The consequences of Jehoshaphat's wrong choice played out in the second generation: his son Jehoram (Jehoshebah's father) killed all his brothers to ensure power for himself (that's why "David is fated / to spill David's blood"). His son Ahaziah was also not a good king. After Ahaziah's death, his mother Athaliah started killing all her grandchildren. Her grandchildren! I can't imagine how she could do that! So as you can see: a violent family, killing each other off for power.
I think saying something is a "curse" is a bad excuse. Of course our parents, our pasts, our experiences mark us and influence us and can to an extent also bind us powerfully to unhealthy patterns of thinking and living. But I don't believe we are "imprisoned" in a "can't help it" situation. The mistakes of the past don't have to be repeated. The curse can be broken when we realise it's not there. No one is "cursed" in the sense that they are "fated" to be some way. David's family had a promise and a blessing upon it - and through all the killing (over 3 generations, only 1 child per generation survived!) God always made sure that promise lived on: the promise of the Messiah from the family of David. But those involved seem to have seen the curse more than the blessing - and that made them stay stuck in the curse.
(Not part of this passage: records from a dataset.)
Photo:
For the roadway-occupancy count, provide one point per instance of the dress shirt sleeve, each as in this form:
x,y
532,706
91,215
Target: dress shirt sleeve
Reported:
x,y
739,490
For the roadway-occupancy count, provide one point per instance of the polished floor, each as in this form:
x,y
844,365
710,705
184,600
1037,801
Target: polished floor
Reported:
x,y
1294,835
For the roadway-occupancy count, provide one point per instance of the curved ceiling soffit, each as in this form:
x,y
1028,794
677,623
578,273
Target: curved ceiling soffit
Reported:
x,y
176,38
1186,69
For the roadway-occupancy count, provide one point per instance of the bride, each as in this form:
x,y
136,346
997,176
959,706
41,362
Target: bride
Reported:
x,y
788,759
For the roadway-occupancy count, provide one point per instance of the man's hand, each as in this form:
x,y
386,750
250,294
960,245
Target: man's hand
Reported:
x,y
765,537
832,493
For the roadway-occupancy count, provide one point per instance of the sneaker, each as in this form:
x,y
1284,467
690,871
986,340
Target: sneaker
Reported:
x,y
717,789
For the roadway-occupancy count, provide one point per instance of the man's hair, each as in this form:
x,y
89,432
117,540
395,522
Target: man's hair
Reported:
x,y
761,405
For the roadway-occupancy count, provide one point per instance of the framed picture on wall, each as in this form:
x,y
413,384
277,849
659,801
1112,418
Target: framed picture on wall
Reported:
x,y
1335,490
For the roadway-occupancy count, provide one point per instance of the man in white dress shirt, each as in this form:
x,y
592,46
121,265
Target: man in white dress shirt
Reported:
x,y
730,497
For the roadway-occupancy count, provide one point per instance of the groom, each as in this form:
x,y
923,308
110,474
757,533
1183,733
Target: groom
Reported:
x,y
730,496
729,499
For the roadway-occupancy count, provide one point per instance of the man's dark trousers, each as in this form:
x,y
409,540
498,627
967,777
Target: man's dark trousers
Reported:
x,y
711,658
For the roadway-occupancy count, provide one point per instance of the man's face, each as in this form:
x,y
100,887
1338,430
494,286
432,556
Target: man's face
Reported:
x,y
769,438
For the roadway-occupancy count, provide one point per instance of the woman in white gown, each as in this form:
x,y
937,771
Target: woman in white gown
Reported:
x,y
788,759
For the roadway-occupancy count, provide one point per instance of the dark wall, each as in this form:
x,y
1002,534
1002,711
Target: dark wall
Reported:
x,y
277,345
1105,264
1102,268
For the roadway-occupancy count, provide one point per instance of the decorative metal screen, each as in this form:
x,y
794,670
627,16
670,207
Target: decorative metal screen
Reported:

I believe we can be free, if only we realise we already are. No one forces us to repeat the mistakes of previous generations. Someone just has to break the pattern - and Jehoshebah did, by standing up and saving the life of her nephew, Joash, instead of letting Athaliah kill him with all his brothers. We are not "cursed" or "fated" to anything; it's our choices that matter, and we can always choose to break with the mistakes of the past and start something new.